What was quite heartening to see—for our economy—is that a significant number (16%) of small businesses in India are engaged in international trade. And remember, these aren't huge firms; 78% of SMEs surveyed had fewer than 10 employees. We expect to see this number rise as platforms make more tools available for businesses to engage in cross-border trade. Across India, more than 155 million people are on Facebook, and 59% of them are connected to at least one business in a foreign country.

Of the most common business challenges, attracting customers (61%) was number one for the Indian market, followed by maintaining profitability (48%) and increasing revenue (43%).

Empowering people to branch out, harness their creativity, become self-sufficient and bite the entrepreneurship bullet are key to India's economy. This is the true Make In India.

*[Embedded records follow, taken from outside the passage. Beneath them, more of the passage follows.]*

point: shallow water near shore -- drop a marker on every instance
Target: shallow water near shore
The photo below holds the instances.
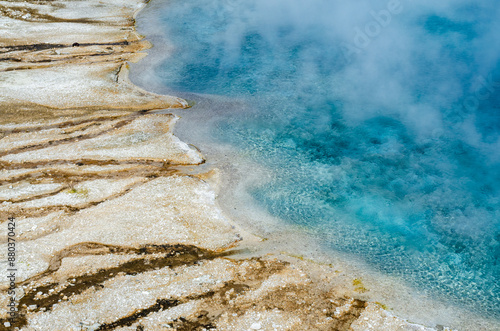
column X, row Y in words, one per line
column 375, row 128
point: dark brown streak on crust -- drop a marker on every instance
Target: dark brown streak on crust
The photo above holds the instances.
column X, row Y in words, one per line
column 69, row 139
column 41, row 47
column 69, row 210
column 63, row 125
column 18, row 13
column 171, row 256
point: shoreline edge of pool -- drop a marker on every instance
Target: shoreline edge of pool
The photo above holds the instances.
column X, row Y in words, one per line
column 117, row 222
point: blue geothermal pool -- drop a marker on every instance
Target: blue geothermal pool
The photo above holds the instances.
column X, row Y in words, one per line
column 380, row 121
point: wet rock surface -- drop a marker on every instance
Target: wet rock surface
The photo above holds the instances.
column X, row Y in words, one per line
column 113, row 229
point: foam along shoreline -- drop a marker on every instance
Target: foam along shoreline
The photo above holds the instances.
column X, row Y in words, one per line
column 113, row 229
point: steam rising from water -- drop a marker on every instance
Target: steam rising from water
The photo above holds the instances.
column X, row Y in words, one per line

The aim of this survey with OECD and World Bank is not only to keep providing monthly findings and learnings into SMEs across the world, but also provide insights on how India can make the most of this five-year-old spurt in entrepreneurs. And we plan on conducting this survey for many years to come and keeping the results online for anyone to access.

The survey reiterates what we have long known: empowering and inspiring women in India is critical to the future of the country's economy, and we have a long road ahead to change. Only 11% of the businesses surveyed in India are either owned by women or have women in top management positions, one of the lowest globally. This correlates with India's Sixth Economic Census National Sample Survey Organisation (NSSO), which states 14% of business establishments in India are being run by women entrepreneurs.

If India can increase participation of women by just 10% (68 million) by 2025, we could increase our GDP by double digit percentage points. Now that's a task we should set for ourselves. Empowering people to branch out, harness their creativity, become self-sufficient and bite the entrepreneurship bullet are key to India's economy. This is the true Make In India.